Winters Knochen - Daniel Woodrell

  • # Gebundene Ausgabe: 222 Seiten
    # Verlag: Liebeskind; Auflage: 1., Aufl. (17. Januar 2011)
    # Sprache: Deutsch
    # Originaltitel: Winter's bone


    Kurzbeschreibung
    Zwischen dem, was die anderen sagen, und dem, was man glauben will, gibt es eine Wahrheit, die nie ans Tageslicht kommen darf! Kraftvoll und poetisch erzählt Daniel Woodrell von einer Welt, in der eigene Gesetze herrschen, und einer jungen Frau, die sich auflehnt gegen jahrhundertealte Lügen und Gewalt.Jessup Dolly taucht unter, als der Winter kommt. Seiner Familie, die in bitterarmen Verhältnissen im Hinterland von Missouri lebt, fehlt es an allem. Sie haben kaum etwas zu essen und nicht einmal genug Feuerholz, um das Haus warm zu halten. Aufopferungsvoll kümmert sich Jessups sechzehnjährige Tochter Ree um ihre pflegebedürftige Mutter und die beiden jüngeren Brüder. Doch dann passiert das Unvermeidliche. Die Polizei steht vor der Tür und teilt Ree mit, dass ihr Vater, der schon einmal wegen Drogengeschäften im Gefängnis war und nun erneut unter Anklage steht, das Haus für seine Kaution verpfändet hat. Wenn Jessup nicht bei Gericht erscheint, verliert seine Familie alles, was sie hat. Ree bleibt eine Woche Zeit, um ihren Vater zu finden tot oder lebendig.


    Meine Meinung
    Das siebzehnjährige Mädchen Ree Dolly wächst in den Ozarks auf, eine verlassene und abgeschottete Gegend mitten in den Vereinigten Staaten. Jeder hier ist irgendwie mit jedem verwandt; dies führt auf der einen Seite zu einer tiefen Verbundenheit. Auf der anderen Seite - wenn jemand aus dieser Struktur herausfällt - kann dies aber auch katastrophale Folgen haben. Obwohl noch so jung, lastet die ganze Verantwortung auf Rees Schultern. Ihre Mutter ist psychisch erkrankt, auch wenn nicht näher darauf eingegangen wird, woran sie genau leidet. Ihr Vater Jessup ist verschwunden. Ree muss sich um ihre beiden jüngeren Brüder Sonny und Harold kümmern und daneben auch noch ihre Mutter pflegen.

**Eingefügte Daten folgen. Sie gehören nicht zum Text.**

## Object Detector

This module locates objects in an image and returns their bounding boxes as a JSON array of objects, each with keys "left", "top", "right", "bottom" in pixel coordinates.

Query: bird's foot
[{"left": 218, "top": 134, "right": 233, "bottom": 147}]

    Jessup hat das Haus seiner Familie verpfändet und da er auf der Flucht ist und sich weigert, seine Gefängnisstrafe anzutreten, besteht die Gefahr, dass Ree und ihre Geschwister ihr Zuhause verlieren.


    Zitat

    "Ich habe zwei kleine Brüder, die noch nicht für sich selbst sorgen können", sagte sie. "Meine Mom ist krank, und das wird ... sie auch bleiben. Bald wird das Gesetz kommen, um uns das Haus wegzunehmen und uns rauszuschmeißen ... dann müssen wir auf den Feldern leben wie Köter. Wie verdammte Köter. Die einzige Hoffnung, das Haus zu behalten, ist ... ich muss beweisen ... dass Dad tot ist. Ich muss nicht wissen ... wer ihn umgebracht hat. Das brauche ich überhaupt nicht zu erfahren. Wenn Dad was Falsches getan hat, dann hat er dafür bezahlt. Aber ich kann nicht ewig so weitermachen und für alle sorgen ... die Jungs und Mom ... nicht ... nicht ohne das Haus."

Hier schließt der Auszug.